制作当時、アメリカではビッグ・バンドによるスイング音楽の全盛期。ということで物語に関係なくトミー・ドーシー楽団が出演し素晴らしい演奏を展開します。トランペットのジギー・エルマンやバディ・リッチなど、スター・ブレーヤーたちの“Well Get It”の迫力に圧倒されつつも、ハープを含む大勢のストリング・セクションのバラード演奏にうっとりすることでしょう。フランク・シナトラのライバルとして人気のあったバラード歌手
ディック・ヘイムズや、昨年亡くなったジョー・スタフォードの歌声もたっぷり聞けます。映画のための新曲“I Love an Esquire Girl”で、1942年のアメリカ美人たちがカレンダーに登場するシーンがハイライトです。
ジーン・ケリーがバラードを歌ったあと、ステージでタップを踏む“Do I Love You”のナンバーはかなり短時間で撮影されたらしく、コーラスガールズのNGが目立ちます。またケリーのバックで演奏しているドーシー楽団のドラマー、色男のB.リッチが、なぜかそこに居ません。そっと演奏を抜け出してスターの卵を口説いていたに違いありません。
ジーンはこのナンバーのために、映画会社の決めた振付師セイモア・フェリックスでなく、ブロードウエイから友人のチャールズ・ウォルタースを呼び彼に振付を依頼します。ダンスだけでなく演出力を見抜いたプロデューサーはウォルタースに「君はいつか監督の仕事を頼もう」と約束をしました。

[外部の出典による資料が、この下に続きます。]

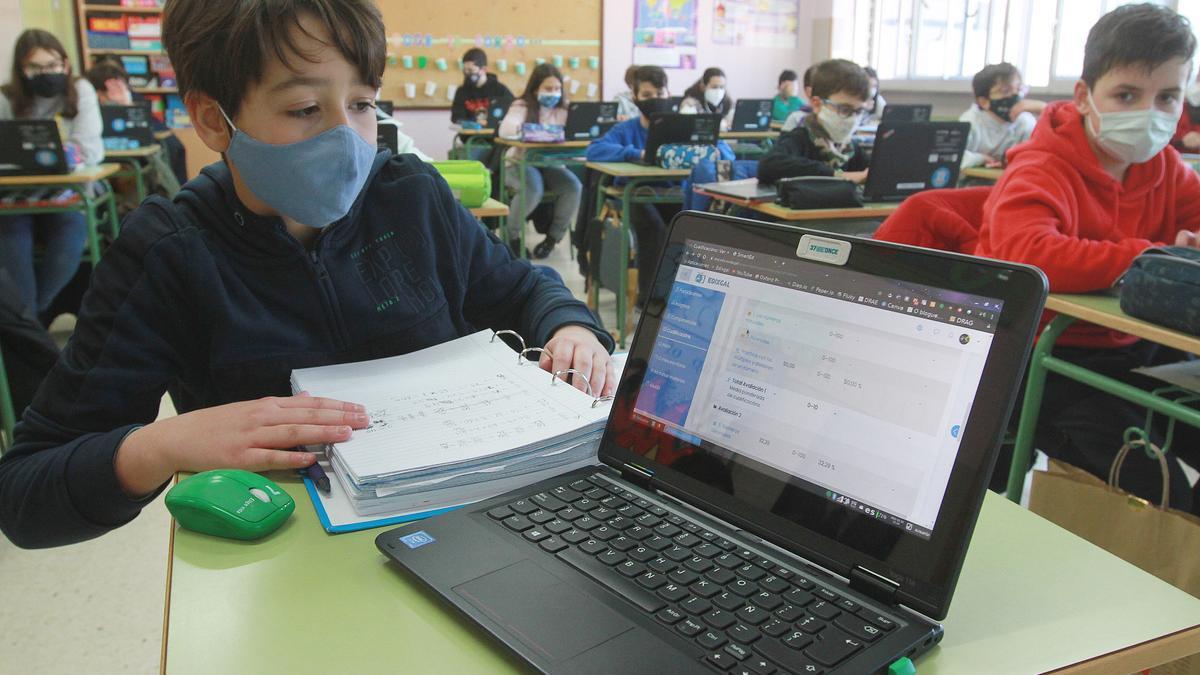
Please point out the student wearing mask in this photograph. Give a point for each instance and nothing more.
(786, 101)
(627, 108)
(304, 246)
(823, 142)
(625, 142)
(709, 95)
(999, 119)
(541, 102)
(478, 87)
(1095, 186)
(42, 87)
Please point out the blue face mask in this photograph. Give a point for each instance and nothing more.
(312, 181)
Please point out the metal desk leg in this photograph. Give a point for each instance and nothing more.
(1032, 405)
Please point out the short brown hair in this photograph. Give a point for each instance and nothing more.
(1135, 35)
(220, 47)
(839, 75)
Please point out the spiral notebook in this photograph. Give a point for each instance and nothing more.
(450, 425)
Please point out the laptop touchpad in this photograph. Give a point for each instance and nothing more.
(544, 613)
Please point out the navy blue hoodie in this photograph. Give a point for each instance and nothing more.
(216, 304)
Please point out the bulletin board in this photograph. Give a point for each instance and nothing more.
(426, 39)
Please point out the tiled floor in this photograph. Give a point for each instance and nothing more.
(97, 607)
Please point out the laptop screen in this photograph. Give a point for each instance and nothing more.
(855, 386)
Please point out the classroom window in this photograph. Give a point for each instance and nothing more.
(951, 40)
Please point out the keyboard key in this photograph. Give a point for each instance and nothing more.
(737, 651)
(719, 619)
(821, 609)
(523, 507)
(600, 573)
(574, 536)
(499, 513)
(673, 592)
(630, 568)
(744, 634)
(652, 580)
(857, 627)
(750, 572)
(683, 577)
(517, 523)
(696, 605)
(552, 544)
(729, 601)
(592, 547)
(833, 647)
(535, 535)
(789, 658)
(670, 615)
(705, 589)
(721, 661)
(774, 627)
(720, 575)
(689, 627)
(711, 639)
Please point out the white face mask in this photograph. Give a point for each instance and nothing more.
(838, 127)
(1132, 136)
(1194, 94)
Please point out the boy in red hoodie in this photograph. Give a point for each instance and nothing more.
(1095, 186)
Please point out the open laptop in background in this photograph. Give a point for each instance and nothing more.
(126, 127)
(751, 114)
(31, 148)
(793, 466)
(905, 113)
(588, 120)
(910, 157)
(676, 127)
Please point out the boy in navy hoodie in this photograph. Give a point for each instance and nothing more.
(625, 142)
(303, 248)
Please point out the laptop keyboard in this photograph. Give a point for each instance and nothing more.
(749, 613)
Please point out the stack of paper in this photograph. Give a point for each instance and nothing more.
(454, 424)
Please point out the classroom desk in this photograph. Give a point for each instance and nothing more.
(1101, 310)
(303, 601)
(634, 177)
(982, 173)
(491, 208)
(139, 166)
(88, 204)
(538, 155)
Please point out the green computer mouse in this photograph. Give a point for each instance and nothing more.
(229, 502)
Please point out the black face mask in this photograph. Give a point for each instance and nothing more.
(1002, 107)
(47, 84)
(651, 107)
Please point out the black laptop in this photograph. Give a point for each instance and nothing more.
(751, 114)
(588, 120)
(126, 127)
(681, 127)
(31, 148)
(910, 157)
(790, 477)
(903, 113)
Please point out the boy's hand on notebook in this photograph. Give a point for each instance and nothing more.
(251, 435)
(574, 346)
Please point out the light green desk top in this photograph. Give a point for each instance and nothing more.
(1031, 597)
(629, 169)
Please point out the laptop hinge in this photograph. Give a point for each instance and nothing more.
(639, 476)
(873, 585)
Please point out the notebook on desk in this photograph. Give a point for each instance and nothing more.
(795, 461)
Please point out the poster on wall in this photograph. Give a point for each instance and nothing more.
(665, 34)
(756, 23)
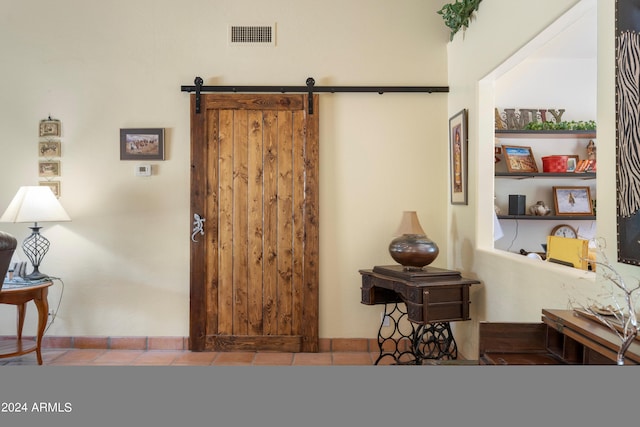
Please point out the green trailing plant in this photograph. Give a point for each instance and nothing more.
(571, 125)
(458, 15)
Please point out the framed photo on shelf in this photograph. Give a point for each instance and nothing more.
(53, 185)
(572, 163)
(142, 144)
(572, 201)
(49, 149)
(458, 157)
(48, 168)
(519, 159)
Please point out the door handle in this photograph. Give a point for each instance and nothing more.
(198, 227)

のちに「イースター・パレード」などですばらしい作品を残すことになります。
ジーンはこの作品のあと、タップの女王エレノア・パウエルと大作「ブロードウェイ・メロディ・オブ・1943」のリハーサルに入りますが、コロムビア映画の「カバー・ガール」にリタ・ヘイワースの相手役としてMGMから貸し出されることに。「カバー・ガール」でジーンはNo.1スターになるのですが、残されたE.パウエルは作品にも恵まれず数年後に引退してしまします。

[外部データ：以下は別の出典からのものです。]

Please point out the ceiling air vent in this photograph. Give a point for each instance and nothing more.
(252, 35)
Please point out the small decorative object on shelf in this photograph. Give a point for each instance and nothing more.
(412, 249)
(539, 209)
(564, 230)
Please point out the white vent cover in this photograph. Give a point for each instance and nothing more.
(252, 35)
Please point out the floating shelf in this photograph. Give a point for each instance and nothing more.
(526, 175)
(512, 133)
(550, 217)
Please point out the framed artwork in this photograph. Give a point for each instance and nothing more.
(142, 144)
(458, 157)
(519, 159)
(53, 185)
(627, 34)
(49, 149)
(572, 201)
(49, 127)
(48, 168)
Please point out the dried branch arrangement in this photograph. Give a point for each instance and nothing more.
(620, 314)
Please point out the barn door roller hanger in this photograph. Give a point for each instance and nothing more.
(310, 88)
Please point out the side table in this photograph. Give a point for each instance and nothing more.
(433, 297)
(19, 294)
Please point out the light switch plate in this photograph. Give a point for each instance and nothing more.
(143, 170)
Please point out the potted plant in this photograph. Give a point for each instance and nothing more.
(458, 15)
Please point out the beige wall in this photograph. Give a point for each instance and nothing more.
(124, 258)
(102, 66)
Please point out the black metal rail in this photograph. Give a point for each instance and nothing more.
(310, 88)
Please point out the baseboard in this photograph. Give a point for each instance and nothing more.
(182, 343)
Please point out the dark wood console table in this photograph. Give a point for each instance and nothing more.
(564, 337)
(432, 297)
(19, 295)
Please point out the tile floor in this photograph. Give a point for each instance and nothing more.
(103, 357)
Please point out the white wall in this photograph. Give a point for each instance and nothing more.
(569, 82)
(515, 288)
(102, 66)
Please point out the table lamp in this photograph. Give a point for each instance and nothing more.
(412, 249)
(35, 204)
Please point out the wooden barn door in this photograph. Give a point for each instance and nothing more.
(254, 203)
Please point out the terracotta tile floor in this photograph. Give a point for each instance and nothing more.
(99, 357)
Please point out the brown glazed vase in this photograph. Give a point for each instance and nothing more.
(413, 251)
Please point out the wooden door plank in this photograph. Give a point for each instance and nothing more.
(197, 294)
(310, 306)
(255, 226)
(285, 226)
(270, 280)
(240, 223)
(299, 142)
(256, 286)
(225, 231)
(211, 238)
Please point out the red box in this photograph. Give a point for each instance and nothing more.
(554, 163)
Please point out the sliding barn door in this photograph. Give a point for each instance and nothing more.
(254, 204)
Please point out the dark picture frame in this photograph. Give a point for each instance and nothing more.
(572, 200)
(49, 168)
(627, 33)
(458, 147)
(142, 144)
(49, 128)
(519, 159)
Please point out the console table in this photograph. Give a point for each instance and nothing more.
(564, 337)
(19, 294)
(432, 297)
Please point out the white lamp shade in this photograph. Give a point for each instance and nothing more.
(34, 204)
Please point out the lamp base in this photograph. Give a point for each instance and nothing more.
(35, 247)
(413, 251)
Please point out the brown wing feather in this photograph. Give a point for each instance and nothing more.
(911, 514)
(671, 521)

さて「デュバリー」は、現代劇とR.スケルトンが夢で見る古典劇の部分に分かれているのですが、現代劇のセットはほとんどがナイトクラブに限られており、ミュージカルナンバーはそのステージの上です。衣裳は俳優自身のもの(MGMからはクリーニング代のみ支払われる)、ダンスの衣裳はMGMの倉庫から引っ張り出してきたものを使いまわしています。1943年(昭和18年)と言えば戦争中であり、大国アメリカと言えど物資節約の時代だったわけですね。そんなところにも注目してご覧になってみてください。
DVDは2010年1月25日にジュネス企画から発売されます。